Treasury to outsource network services

IP network will serve many functions, from bill paying to info sharing

By the end of the year, Treasury Department officials expect to award what could be the federal government's largest telecommunications contract for managed services.

The new contract will be based on service-level agreements, which private-sector officials increasingly view as the most efficient way of buying telecom services. "We want obviously the best service for the cheapest price, as any organization would," said Mike Parker, acting chief information officer at Treasury.

Department officials said they expect to use the managed services contract to

acquire such advanced network capabilities as IP multicast, IP Version 6, IP telephony and optical-wavelength service. IP multicast is a way to broadcast video signals via networks that use relatively low bandwidth.

The contract will cost Treasury as much as $1.5 billion, but it will get the agency

out of the telecom business. It will no longer own the network assets on which it will depend.

"It's all about managed services that integrate both business and technical aspects of service delivery," said Drew Ladner, who recently left his position as Treasury CIO and is now director of Clasis Capital LLC, an investment company specializing in software and telecom.

Ladner said Treasury's proposed service-level agreements reflect the requirements of the department's business operations. Often, such agreements are too heavy on technical specifications, and the paperwork ends up being a foot high, he said. "That might be good from a legal standpoint, but from an operational and practical standpoint, it's often unsatisfactory," he said.

By opting for managed services, Treasury officials are charting a different course from that which Defense Department officials have chosen, said Warren Suss, president of Suss Consulting Inc. DOD leaders, he said, want to own network assets, including transport lines, to guarantee enough bandwidth for the new generation of weapons systems.

"They're buying dark fiber, they are buying their own transmission gear, the optical switches — it's almost like building their own phone company," Suss said. DOD officials are motivated by the same desire that motivates Treasury officials: "to drive down costs," he said.

Using managed services, Treasury officials think they can reduce their program management costs, which are fairly high under the current telecom contract. But there is also a risk that they may have been too severe in their efforts to control costs, Suss said.

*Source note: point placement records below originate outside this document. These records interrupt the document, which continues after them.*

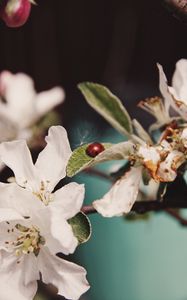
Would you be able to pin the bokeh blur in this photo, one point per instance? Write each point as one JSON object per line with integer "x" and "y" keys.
{"x": 116, "y": 43}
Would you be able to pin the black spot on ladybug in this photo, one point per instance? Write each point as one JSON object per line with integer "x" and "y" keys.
{"x": 94, "y": 149}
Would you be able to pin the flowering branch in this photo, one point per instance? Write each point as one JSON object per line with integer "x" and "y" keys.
{"x": 142, "y": 207}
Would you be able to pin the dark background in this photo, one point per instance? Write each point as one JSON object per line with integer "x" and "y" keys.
{"x": 116, "y": 43}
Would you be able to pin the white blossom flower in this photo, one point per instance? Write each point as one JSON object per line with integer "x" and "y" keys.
{"x": 161, "y": 165}
{"x": 121, "y": 196}
{"x": 30, "y": 236}
{"x": 175, "y": 96}
{"x": 157, "y": 108}
{"x": 33, "y": 220}
{"x": 21, "y": 106}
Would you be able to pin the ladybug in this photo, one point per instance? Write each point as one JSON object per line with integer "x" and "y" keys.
{"x": 94, "y": 149}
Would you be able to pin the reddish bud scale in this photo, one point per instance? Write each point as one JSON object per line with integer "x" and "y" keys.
{"x": 19, "y": 13}
{"x": 94, "y": 149}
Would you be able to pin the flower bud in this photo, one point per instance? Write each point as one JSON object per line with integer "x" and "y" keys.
{"x": 15, "y": 12}
{"x": 94, "y": 149}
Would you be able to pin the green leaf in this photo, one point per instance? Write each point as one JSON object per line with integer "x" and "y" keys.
{"x": 79, "y": 160}
{"x": 81, "y": 227}
{"x": 107, "y": 105}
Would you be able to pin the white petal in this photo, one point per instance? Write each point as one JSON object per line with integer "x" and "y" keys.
{"x": 16, "y": 156}
{"x": 18, "y": 280}
{"x": 46, "y": 101}
{"x": 163, "y": 86}
{"x": 56, "y": 231}
{"x": 69, "y": 278}
{"x": 167, "y": 169}
{"x": 70, "y": 199}
{"x": 23, "y": 201}
{"x": 122, "y": 195}
{"x": 179, "y": 80}
{"x": 184, "y": 137}
{"x": 149, "y": 154}
{"x": 149, "y": 192}
{"x": 52, "y": 161}
{"x": 8, "y": 214}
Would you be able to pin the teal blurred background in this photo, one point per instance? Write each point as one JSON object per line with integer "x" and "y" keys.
{"x": 133, "y": 260}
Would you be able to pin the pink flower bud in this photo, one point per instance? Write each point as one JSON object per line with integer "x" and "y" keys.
{"x": 15, "y": 12}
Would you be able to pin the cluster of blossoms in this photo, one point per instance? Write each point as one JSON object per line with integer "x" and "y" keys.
{"x": 150, "y": 161}
{"x": 35, "y": 222}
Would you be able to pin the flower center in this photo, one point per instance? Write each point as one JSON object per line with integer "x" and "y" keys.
{"x": 43, "y": 194}
{"x": 28, "y": 240}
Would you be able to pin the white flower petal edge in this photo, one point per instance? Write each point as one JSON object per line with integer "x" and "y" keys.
{"x": 50, "y": 165}
{"x": 122, "y": 195}
{"x": 67, "y": 276}
{"x": 52, "y": 161}
{"x": 179, "y": 80}
{"x": 70, "y": 198}
{"x": 17, "y": 157}
{"x": 25, "y": 246}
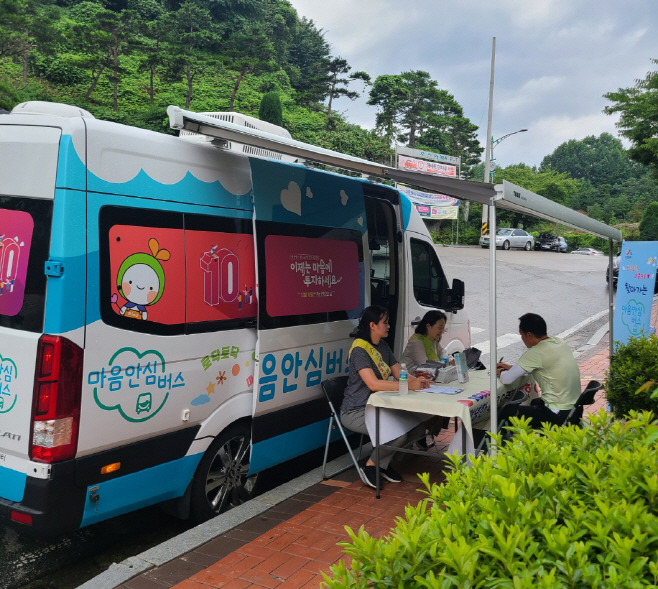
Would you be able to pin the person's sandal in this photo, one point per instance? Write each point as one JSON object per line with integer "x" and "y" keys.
{"x": 391, "y": 475}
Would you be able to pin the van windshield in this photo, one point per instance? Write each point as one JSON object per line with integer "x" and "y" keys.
{"x": 24, "y": 246}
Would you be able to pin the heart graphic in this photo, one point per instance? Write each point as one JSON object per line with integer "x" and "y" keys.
{"x": 291, "y": 198}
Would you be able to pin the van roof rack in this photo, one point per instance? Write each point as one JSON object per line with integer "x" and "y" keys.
{"x": 242, "y": 121}
{"x": 224, "y": 130}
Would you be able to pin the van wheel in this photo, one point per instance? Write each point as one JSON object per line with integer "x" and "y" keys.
{"x": 221, "y": 480}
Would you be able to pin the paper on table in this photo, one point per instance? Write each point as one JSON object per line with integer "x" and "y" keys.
{"x": 441, "y": 390}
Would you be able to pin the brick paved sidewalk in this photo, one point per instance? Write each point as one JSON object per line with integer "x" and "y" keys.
{"x": 289, "y": 546}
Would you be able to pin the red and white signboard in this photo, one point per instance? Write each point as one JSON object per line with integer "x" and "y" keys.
{"x": 410, "y": 163}
{"x": 306, "y": 275}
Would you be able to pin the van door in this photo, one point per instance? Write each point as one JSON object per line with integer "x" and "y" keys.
{"x": 28, "y": 157}
{"x": 384, "y": 256}
{"x": 310, "y": 229}
{"x": 429, "y": 289}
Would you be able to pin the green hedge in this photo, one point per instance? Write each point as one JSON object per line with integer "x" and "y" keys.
{"x": 632, "y": 365}
{"x": 573, "y": 508}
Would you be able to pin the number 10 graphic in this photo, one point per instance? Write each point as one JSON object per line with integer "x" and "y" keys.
{"x": 221, "y": 277}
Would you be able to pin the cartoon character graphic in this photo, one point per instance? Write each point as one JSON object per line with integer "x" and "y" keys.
{"x": 141, "y": 281}
{"x": 10, "y": 251}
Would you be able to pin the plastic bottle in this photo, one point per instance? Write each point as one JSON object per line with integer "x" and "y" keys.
{"x": 404, "y": 379}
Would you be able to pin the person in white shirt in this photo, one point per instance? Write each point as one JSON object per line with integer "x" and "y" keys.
{"x": 553, "y": 367}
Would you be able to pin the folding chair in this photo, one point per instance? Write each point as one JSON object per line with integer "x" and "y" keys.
{"x": 586, "y": 398}
{"x": 333, "y": 389}
{"x": 519, "y": 397}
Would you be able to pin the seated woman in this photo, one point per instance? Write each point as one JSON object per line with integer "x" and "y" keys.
{"x": 371, "y": 364}
{"x": 424, "y": 344}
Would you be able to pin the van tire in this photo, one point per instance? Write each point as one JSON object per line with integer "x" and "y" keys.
{"x": 220, "y": 482}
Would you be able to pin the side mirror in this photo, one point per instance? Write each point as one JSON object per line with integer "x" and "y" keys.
{"x": 455, "y": 296}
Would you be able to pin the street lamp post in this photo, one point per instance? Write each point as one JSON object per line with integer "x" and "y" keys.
{"x": 489, "y": 175}
{"x": 496, "y": 142}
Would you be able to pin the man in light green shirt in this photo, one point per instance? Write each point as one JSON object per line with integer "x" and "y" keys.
{"x": 552, "y": 365}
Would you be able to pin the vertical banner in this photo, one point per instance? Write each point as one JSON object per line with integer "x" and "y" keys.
{"x": 637, "y": 277}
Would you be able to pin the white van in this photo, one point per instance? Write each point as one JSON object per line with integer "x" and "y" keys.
{"x": 168, "y": 310}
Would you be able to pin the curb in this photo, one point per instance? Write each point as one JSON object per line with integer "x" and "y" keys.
{"x": 177, "y": 546}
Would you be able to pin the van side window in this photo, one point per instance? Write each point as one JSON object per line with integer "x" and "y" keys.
{"x": 428, "y": 277}
{"x": 171, "y": 273}
{"x": 308, "y": 274}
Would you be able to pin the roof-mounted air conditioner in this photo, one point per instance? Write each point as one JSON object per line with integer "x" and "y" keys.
{"x": 244, "y": 121}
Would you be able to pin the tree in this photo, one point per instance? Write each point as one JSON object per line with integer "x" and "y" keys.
{"x": 338, "y": 86}
{"x": 387, "y": 93}
{"x": 250, "y": 52}
{"x": 103, "y": 36}
{"x": 414, "y": 108}
{"x": 24, "y": 26}
{"x": 193, "y": 31}
{"x": 600, "y": 160}
{"x": 156, "y": 31}
{"x": 307, "y": 65}
{"x": 638, "y": 107}
{"x": 270, "y": 109}
{"x": 649, "y": 223}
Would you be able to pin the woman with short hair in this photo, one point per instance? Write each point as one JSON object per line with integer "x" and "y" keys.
{"x": 424, "y": 346}
{"x": 372, "y": 363}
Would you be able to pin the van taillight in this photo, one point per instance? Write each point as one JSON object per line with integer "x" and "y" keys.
{"x": 57, "y": 393}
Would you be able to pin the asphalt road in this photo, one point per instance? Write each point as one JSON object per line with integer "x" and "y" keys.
{"x": 565, "y": 289}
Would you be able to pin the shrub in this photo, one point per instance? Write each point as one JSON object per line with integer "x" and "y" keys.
{"x": 632, "y": 365}
{"x": 571, "y": 508}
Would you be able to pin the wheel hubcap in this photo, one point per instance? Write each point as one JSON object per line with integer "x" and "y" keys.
{"x": 227, "y": 484}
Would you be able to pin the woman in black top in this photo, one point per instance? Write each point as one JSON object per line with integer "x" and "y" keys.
{"x": 371, "y": 364}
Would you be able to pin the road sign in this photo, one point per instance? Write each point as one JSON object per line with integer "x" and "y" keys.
{"x": 429, "y": 155}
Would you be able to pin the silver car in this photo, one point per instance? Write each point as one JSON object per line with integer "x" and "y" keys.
{"x": 507, "y": 238}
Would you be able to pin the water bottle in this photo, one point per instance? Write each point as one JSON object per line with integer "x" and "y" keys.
{"x": 404, "y": 379}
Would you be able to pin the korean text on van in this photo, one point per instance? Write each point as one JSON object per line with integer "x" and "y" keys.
{"x": 169, "y": 307}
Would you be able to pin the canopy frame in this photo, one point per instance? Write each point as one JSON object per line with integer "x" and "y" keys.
{"x": 506, "y": 196}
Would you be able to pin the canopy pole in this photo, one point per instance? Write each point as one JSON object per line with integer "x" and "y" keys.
{"x": 493, "y": 379}
{"x": 611, "y": 288}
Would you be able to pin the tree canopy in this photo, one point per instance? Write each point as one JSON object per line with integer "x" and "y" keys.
{"x": 638, "y": 107}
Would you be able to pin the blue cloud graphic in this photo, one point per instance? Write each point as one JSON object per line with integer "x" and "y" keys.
{"x": 200, "y": 400}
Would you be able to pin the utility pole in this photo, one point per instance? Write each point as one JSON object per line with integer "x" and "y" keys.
{"x": 487, "y": 156}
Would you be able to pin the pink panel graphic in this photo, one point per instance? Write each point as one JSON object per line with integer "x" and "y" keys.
{"x": 221, "y": 276}
{"x": 15, "y": 238}
{"x": 306, "y": 275}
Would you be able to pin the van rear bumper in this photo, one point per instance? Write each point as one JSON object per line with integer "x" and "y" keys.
{"x": 55, "y": 504}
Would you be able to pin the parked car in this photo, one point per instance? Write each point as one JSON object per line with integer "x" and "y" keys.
{"x": 551, "y": 242}
{"x": 507, "y": 238}
{"x": 587, "y": 251}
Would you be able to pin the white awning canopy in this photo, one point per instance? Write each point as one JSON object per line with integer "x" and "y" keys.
{"x": 508, "y": 196}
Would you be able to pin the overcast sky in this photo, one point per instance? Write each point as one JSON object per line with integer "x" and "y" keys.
{"x": 554, "y": 59}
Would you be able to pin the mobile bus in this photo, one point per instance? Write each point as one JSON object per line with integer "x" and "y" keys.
{"x": 170, "y": 305}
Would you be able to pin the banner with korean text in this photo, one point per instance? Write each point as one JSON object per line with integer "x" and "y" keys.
{"x": 432, "y": 206}
{"x": 637, "y": 277}
{"x": 410, "y": 163}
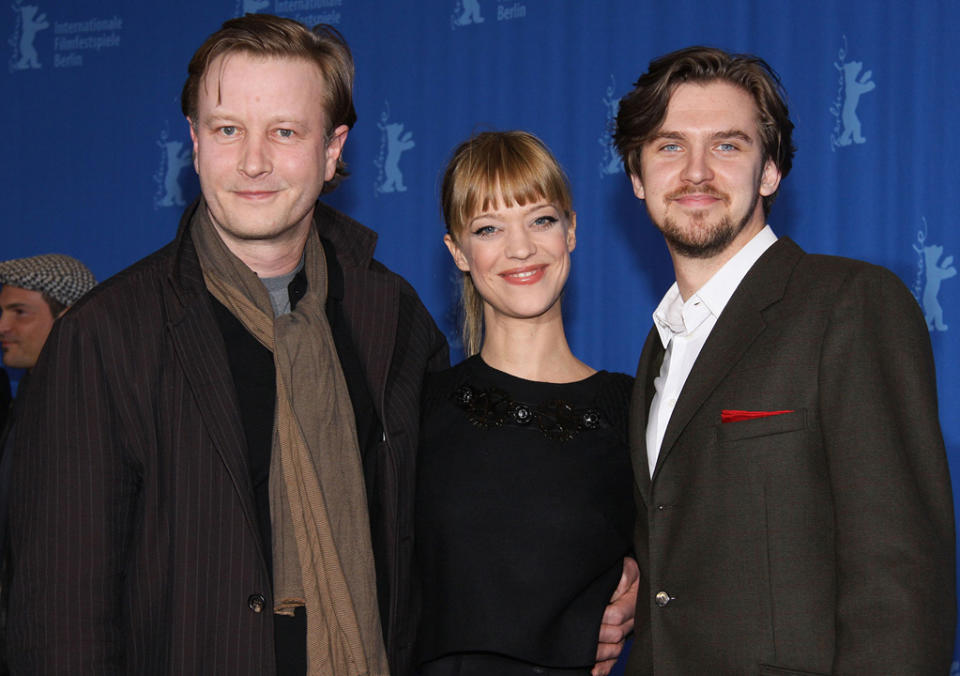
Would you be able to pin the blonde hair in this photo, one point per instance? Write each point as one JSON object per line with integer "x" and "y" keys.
{"x": 508, "y": 168}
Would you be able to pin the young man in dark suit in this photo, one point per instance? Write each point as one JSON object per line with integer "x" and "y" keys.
{"x": 795, "y": 510}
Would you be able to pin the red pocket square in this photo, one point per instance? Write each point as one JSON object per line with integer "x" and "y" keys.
{"x": 736, "y": 416}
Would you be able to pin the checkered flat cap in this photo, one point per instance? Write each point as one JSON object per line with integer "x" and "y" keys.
{"x": 61, "y": 277}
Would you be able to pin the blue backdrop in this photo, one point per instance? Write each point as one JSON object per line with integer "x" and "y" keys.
{"x": 97, "y": 155}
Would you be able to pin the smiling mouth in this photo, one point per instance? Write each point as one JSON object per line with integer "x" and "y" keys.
{"x": 255, "y": 194}
{"x": 528, "y": 275}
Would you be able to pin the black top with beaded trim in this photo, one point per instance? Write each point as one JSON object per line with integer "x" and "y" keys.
{"x": 524, "y": 512}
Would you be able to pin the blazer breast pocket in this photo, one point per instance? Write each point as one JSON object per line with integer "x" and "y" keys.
{"x": 781, "y": 423}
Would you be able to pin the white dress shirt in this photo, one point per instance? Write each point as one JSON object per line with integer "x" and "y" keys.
{"x": 684, "y": 328}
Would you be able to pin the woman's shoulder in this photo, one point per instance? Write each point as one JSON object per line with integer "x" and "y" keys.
{"x": 439, "y": 385}
{"x": 616, "y": 385}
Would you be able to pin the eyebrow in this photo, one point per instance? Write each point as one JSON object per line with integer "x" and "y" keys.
{"x": 716, "y": 136}
{"x": 496, "y": 213}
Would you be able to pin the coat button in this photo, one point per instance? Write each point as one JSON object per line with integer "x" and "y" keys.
{"x": 256, "y": 602}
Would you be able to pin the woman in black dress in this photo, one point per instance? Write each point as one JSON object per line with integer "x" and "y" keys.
{"x": 524, "y": 493}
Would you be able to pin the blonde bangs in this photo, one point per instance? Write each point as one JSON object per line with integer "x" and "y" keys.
{"x": 499, "y": 170}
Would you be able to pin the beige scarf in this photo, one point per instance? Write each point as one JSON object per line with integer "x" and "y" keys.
{"x": 322, "y": 555}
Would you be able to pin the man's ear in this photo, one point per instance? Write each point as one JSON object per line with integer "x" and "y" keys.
{"x": 193, "y": 138}
{"x": 334, "y": 149}
{"x": 457, "y": 253}
{"x": 769, "y": 179}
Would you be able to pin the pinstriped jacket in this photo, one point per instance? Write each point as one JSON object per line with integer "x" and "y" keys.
{"x": 135, "y": 546}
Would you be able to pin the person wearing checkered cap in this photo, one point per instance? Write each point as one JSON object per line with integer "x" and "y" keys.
{"x": 36, "y": 291}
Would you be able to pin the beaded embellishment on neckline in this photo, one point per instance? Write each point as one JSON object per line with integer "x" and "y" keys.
{"x": 492, "y": 407}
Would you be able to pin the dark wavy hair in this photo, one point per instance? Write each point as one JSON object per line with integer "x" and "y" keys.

By wrapping virtually all of the bandwidth, encryption, network management, help-desk and reporting requirements into fixed-priced, contract line items, Treasury officials are shifting most of the risk onto the telecom vendor, Suss said.

"It's possible the vendors will try to protect themselves from some of that risk by charging somewhat more than they would for these other related services," he said.

But Ladner said fixed prices are important. "A fixed price introduces and enforces a discipline in the delivery of services that flexible pricing simply does not," he said. Given the tendency of prices to rise with "no market explanation for their going up, a fixed price can be very helpful," he added.

Treasury's 10-year telecom contract with Northrop Grumman Corp. expires in September 2005. It has provided the agency with what is said to be the largest private secure civilian network in the United States. The network has 215 customized system interfaces and more than 4,200 circuits in about 1,000 locations in the United States, Europe, the Bahamas, Bermuda and Guam.

In the new request for proposals, Treasury officials describe the state of the department's networking and what they hope it to be in the future. Moving from a secure network that supports IBM Corp. Systems Network Architecture protocols from the 1980s to a system of network services based entirely on IP will be a challenge for the winning vendor, according to Treasury officials. They envision network services that offer secure remote access for employees who telecommute. The network services must be reliable enough to support the operations of Treasury and its bureaus during a national crisis, which might bring down the public switched telephone network.

The managed IP network services will be used for many department activities, such as bill paying, personnel transactions and sharing information with law enforcement and financial institutions. Treasury officials also plan to expand the range of online transactions they conduct with citizens and businesses, including the filing of tax returns and bill paying with electronic invoices.

Officials are asking for a smorgasbord of managed services that at the upper end includes 10 Gigabit Ethernet service with a 99.99 percent service guarantee or less than 1 percent downtime in a year. They also will require the contractor to ensure that Internet access service has a latency no greater than 150 milliseconds at least 98 percent of the time. Latency, which refers to delays in processing network data, is the amount of time it takes for a packet of data to travel from its source to its destination and back.